保護を受ける著作物(条文解説)

著作権法6条は、次のように規定しています:
著作物は、次の各号のいずれかに該当するものに限り、この法律による保護を受ける。
1号)日本国民(わが国の法令に基づいて設立された法人及び国内に主たる事務所を有する法人を含む。以下同じ。)の著作物
2号)最初に国内において発行された著作物(最初に国外において発行されたが、その発行の日から30日以内に国内において発行されたものを含む。)
3号)前二号に掲げるもののほか、条約によりわが国が保護の義務を負う著作物」

本条は、わが国の著作権法によって保護を受ける著作物の適用範囲を明らかにしたものです。
「共同著作物」(法2条1項12号)については、共同著作者のうちの1人が「日本国民」つまり日本国籍を有する者であれば、本1号に該当する著作物としてわが国の著作権法の下で保護されると解されます。なお、「日本国民」には、「わが国の法令に基づいて設立された法人」と「国内に主たる事務所を有する法人」が含まれますが、ここで「法人」には、「法人格を有しない社団又は財団で代表者又は管理人の定めがあるものを含む」とされています(法2条6項)。
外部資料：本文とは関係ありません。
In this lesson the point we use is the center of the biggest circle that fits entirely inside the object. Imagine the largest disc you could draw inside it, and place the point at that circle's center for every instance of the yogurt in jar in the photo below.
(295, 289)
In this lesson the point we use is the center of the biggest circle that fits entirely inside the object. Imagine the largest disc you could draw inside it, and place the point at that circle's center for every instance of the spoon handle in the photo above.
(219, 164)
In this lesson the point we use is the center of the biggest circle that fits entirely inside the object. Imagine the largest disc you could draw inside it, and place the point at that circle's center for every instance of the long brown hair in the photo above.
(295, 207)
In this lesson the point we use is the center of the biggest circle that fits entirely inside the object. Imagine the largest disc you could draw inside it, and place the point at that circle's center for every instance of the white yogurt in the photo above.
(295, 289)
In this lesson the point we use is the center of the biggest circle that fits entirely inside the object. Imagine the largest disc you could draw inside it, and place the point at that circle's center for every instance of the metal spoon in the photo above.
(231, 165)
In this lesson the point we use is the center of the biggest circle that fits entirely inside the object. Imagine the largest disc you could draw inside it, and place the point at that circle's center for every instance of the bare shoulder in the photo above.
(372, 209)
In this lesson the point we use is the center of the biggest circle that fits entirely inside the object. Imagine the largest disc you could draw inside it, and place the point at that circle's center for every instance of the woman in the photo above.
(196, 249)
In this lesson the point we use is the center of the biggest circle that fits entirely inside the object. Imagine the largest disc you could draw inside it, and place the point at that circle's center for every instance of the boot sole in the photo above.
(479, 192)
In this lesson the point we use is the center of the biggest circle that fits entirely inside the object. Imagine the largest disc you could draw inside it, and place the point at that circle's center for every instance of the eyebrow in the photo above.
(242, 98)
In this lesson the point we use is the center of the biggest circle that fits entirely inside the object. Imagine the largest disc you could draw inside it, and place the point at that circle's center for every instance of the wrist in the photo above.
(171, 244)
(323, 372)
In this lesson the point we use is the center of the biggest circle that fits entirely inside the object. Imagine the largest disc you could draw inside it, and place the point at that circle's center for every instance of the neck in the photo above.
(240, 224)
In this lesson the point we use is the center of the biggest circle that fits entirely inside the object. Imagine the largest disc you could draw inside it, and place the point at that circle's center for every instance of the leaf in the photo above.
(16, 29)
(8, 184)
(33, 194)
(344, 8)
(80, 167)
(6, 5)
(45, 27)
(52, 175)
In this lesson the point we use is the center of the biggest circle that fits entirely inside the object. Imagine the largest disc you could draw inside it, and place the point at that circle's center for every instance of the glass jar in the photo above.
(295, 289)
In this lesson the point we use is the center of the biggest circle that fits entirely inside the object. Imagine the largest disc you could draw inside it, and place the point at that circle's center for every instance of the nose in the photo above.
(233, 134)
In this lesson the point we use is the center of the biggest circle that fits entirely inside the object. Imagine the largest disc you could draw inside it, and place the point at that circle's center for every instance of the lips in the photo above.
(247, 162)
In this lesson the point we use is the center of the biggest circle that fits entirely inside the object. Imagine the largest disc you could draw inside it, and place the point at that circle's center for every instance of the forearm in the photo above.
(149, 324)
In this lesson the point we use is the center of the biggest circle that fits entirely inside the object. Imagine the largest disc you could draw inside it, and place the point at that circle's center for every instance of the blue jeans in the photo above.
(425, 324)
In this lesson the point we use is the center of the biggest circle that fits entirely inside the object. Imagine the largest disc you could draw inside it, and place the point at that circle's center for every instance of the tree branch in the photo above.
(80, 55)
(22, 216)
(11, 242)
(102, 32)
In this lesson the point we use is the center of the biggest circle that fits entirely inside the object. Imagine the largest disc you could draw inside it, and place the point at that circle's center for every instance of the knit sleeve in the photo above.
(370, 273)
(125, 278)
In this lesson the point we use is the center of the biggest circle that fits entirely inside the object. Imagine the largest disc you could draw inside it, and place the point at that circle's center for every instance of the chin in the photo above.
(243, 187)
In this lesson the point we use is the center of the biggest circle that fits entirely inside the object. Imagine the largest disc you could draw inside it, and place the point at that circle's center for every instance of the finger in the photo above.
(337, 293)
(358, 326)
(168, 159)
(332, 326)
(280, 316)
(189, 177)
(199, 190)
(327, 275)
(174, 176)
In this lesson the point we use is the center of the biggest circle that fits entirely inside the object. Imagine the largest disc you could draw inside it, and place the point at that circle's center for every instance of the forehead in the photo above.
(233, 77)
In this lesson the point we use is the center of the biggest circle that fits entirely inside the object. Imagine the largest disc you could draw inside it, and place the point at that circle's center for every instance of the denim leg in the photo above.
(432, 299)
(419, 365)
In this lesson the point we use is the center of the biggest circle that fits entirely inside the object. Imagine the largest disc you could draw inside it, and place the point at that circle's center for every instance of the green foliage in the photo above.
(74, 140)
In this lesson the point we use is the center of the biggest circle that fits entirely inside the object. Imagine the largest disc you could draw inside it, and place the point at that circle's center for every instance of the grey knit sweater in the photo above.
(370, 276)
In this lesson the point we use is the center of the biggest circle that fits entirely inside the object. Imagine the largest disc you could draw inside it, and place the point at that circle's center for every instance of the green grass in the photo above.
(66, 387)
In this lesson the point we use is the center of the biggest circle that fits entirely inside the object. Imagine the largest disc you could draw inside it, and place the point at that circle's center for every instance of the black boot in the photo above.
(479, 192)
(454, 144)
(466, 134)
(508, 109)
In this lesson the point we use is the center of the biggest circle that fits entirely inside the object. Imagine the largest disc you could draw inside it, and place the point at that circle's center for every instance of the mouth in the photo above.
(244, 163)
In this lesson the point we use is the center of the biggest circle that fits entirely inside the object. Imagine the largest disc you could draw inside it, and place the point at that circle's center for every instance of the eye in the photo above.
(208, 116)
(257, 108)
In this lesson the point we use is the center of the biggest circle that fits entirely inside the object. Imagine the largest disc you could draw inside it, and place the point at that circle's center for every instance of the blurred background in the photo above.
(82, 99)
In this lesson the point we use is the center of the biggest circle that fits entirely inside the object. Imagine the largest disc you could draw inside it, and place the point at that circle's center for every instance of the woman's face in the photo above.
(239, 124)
外国人(日本国籍を有しない者)の著作物については、それが最初に日本国内で「発行」(法3条参照)された場合には、当該外国人の国籍のいかんを問わず、わが国の著作権法によって保護されることになります(2号)。最初に日本国外において発行されたが、その発行の日から30日以内に日本国内において発行されたものについても同様です。

わが国は現在、ベルヌ条約及び万国著作権条約を締結し、さらにWTOに加盟しているため、これらの条約によって保護義務を負うこととなる著作物については、当然、わが国の著作権法の下で保護されることになります(3号)。ここでは、現在、著作権保護にとって最も重要な(影響力のある)ベルヌ条約上、ベルヌ同盟国が保護義務を負う著作物について簡単に説明します。
わが国を含めて、ベルヌ同盟国が保護義務を負う著作物は、次のとおりです(ベルヌ条約3条及び4条参照):
〇ベルヌ同盟国の国民である著作者の著作物(発行されているか否かを問わない)(ベルヌ条約3条(1)(a))
〇ベルヌ同盟国で最初に発行された著作物(同盟国を含む2以上の国での30日以内の同時発行を含む)(同条約3条(1)(b)・(4))
〇ベルヌ同盟国に常居所を有する著作者の著作物(同条約3条(1)(a)・(2))
〇ベルヌ同盟国に主たる事務所又は常居所を有する者が製作者である映画の著作物(同条約4条(a))
〇ベルヌ同盟国で建設された建築の著作物、又はベルヌ同盟国に所在する建物その他の建造物に組み込まれている美術的著作物(同条約4条(b))
なお、以上のベルヌ条約3条及び4条は、TRIPS協定9条1及びWIPO著作権条約3条を介して、同協定の加盟国間、同条約の締約国間でも適用されることになります。